Tuesday 19 March 2013

Wine Relief, Parties and Juicing

Of course one is more than thrilled to get the call - being asked to do anything for Comic Relief is something one secretly covets even though one doesn’t like to broadcast. As I did the first one in 1988 and haven’t been asked back except to ‘man’ the phones I was particularly chuffed. A kissing sketch with Hugh Grant perhaps? A spoof ‘Come Dine with Me’ with Miranda?

In fact I was asked to do a wine tasting for guests of Welsh chef, Richard Tasty Davies, for Comic Relief’s Great British Menu. If I can’t do comic, then I might as well do wine.

If one digs deep, a keen viewer of GBM might conclude that my wine teachings tends to stay within the Sauvignon Blanc range – but SB does go with everything apart from, maybe, jumping and yoga. 

The Welsh lad did good.



Sky news still seems keen to invite me over on a Sunday to review the papers for Sunrise. They used to put the newspaper in the car, so at 5 a.m. I’d be making myself car sick trying to ear mark four stories for the first slot, so as not to get told off by a frantic producer and still have time to get my hair teased into order. A stray sticky up hair can get a make up girl the sack, since rogue hairs in the morning is their responsibility.
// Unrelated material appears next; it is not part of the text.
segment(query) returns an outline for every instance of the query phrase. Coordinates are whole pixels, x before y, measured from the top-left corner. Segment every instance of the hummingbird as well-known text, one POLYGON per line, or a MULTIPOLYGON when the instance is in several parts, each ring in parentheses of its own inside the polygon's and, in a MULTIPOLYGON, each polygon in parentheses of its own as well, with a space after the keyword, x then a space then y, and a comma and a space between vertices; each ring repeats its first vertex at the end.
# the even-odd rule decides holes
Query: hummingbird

Alarm! Last Sunday there were no papers in car. I didn’t get car sick but certainly got somewhat focussed in the green room with Stuart Miles as we threw papers around in a disorderly fashion. When time is of the essence, I’m ashamed to admit I find it easier to pick an animal or gender item instead of relishing the latest international fiscal outrage with an opinion on top. A twitter man this week said I was dull dull dull. On the plus side I wasn’t drunk.
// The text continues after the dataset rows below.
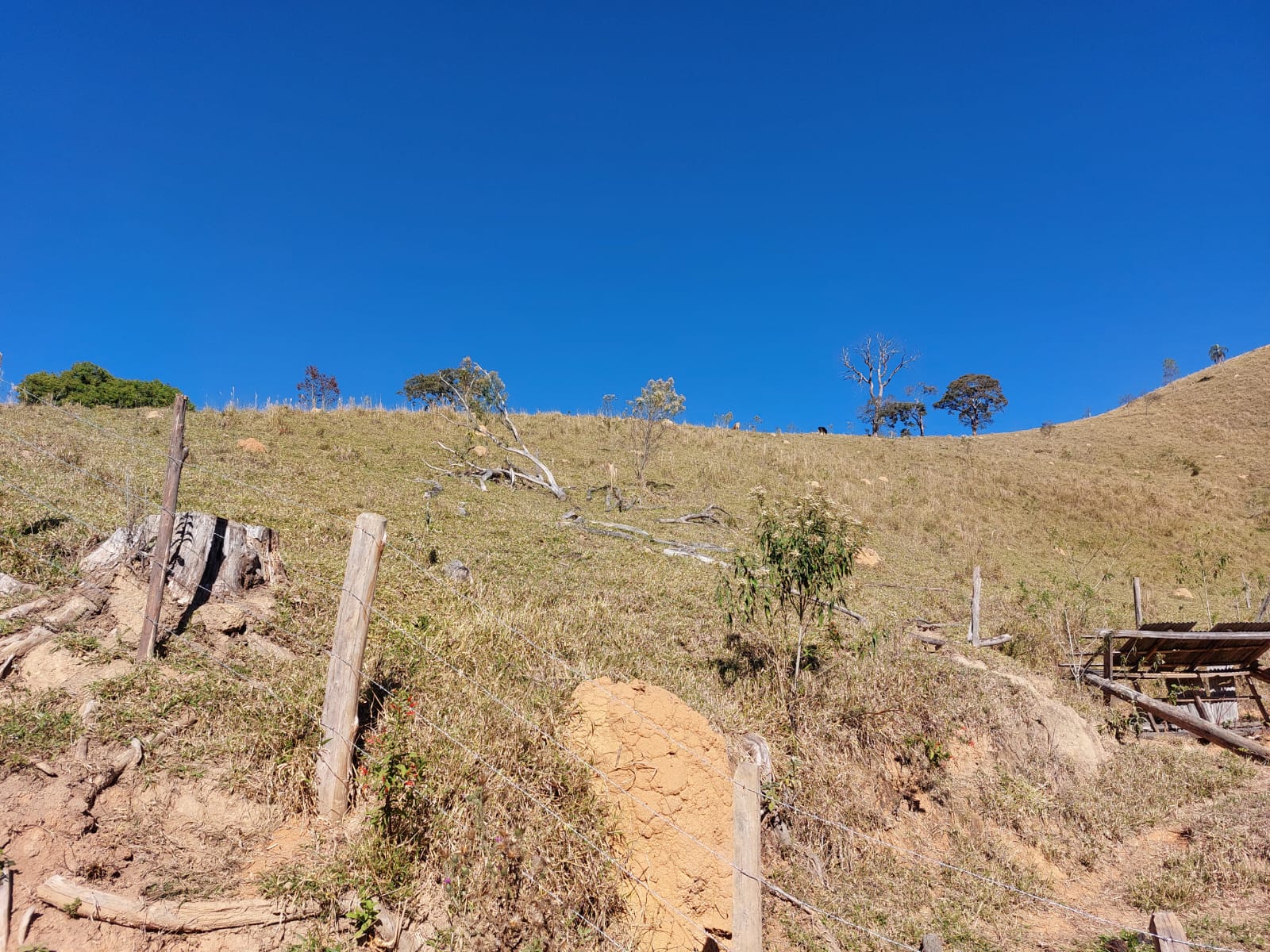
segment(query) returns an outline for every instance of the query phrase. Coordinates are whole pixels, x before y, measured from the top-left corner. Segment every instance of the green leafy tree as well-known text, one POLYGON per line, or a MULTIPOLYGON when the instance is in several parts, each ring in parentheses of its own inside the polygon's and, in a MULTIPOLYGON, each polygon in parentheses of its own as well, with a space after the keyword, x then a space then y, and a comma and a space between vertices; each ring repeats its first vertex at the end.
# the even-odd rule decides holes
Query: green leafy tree
POLYGON ((507 402, 498 372, 483 369, 470 357, 457 367, 415 374, 401 387, 401 395, 424 407, 448 406, 475 415, 497 413, 507 402))
POLYGON ((833 608, 843 604, 842 589, 864 536, 861 524, 819 484, 808 484, 808 490, 798 499, 779 503, 765 487, 754 489, 754 548, 738 553, 730 574, 719 584, 719 603, 729 628, 737 621, 762 618, 772 630, 786 616, 796 623, 794 679, 787 698, 791 720, 808 630, 828 621, 833 608))
POLYGON ((860 419, 865 423, 876 423, 880 429, 900 437, 926 435, 926 404, 921 400, 895 400, 886 397, 881 405, 874 407, 866 405, 860 411, 860 419))
MULTIPOLYGON (((18 383, 24 404, 80 404, 81 406, 170 406, 179 391, 161 381, 123 380, 88 360, 61 373, 38 371, 18 383)), ((190 405, 193 409, 193 405, 190 405)))
POLYGON ((992 423, 992 418, 1006 409, 1006 395, 1001 392, 1001 381, 986 373, 966 373, 949 383, 944 396, 935 402, 936 410, 947 410, 963 425, 970 428, 972 435, 978 435, 980 426, 992 423))
POLYGON ((304 378, 296 385, 296 392, 300 395, 301 406, 325 410, 329 401, 339 400, 339 382, 314 364, 309 364, 305 367, 304 378))
POLYGON ((644 485, 644 473, 665 435, 665 426, 683 413, 686 401, 674 390, 674 377, 650 380, 634 400, 627 401, 635 421, 635 476, 644 485))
Here are Stuart and I trying to look very bright and intelligent and tidy. There have been complaints from other guests that there’s nowhere to sit when we’re on, as we like to cover every possible space with newspapers. This Sunday we made an effort. Gratis Sky canteen Marmite bagels help us achieve this.

Picture: Dave Benett


Obviously it’s my duty to attend as many literary parties as possible so I can catch book envy from the other smarty pants and finish writing my novel. I seem a bit loved up at the Costa, so I must have been hiding my envy quite well. Hilary Mantel won this. But when I went along to the David Cohen Book Trust award party, I found Hilary there as well! I was so overawed by the attendees of high brow literati, such as Eleanor Bron in a sling (bandage not type of sarong) and a Very smart literary agent in a cream lace dress and shiny shoes, that I hadn’t realised the reason Hilary was making a speech was because she’d won that award as well. Blimey. Let’s hope Hilary will be at the next party. In fact I won’t go unless she’s there.

Hugely rewarding five days spent at the Obsidian Retreat.  In fact, pouring quality juices down one’s neck and being enchanted by two lovely life coaches to die for and finding very kind people everywhere one looked was a mini miracle. I was all sad and blue when I arrived and then went home very slightly tanned and optimistic. I think one could call this a result. I actually lost 8 pounds (flesh not cash) How do they do this to people? You’ll have to go. It changed me and I’m a stubborn old git. I love the juices. Here's a pic of what we could have.



A good tip I learned is to be thankful. You can be thankful for your bed or your mobile phone or your curtains – no one minds. I’m thankful for this blog. And thank you for reading it.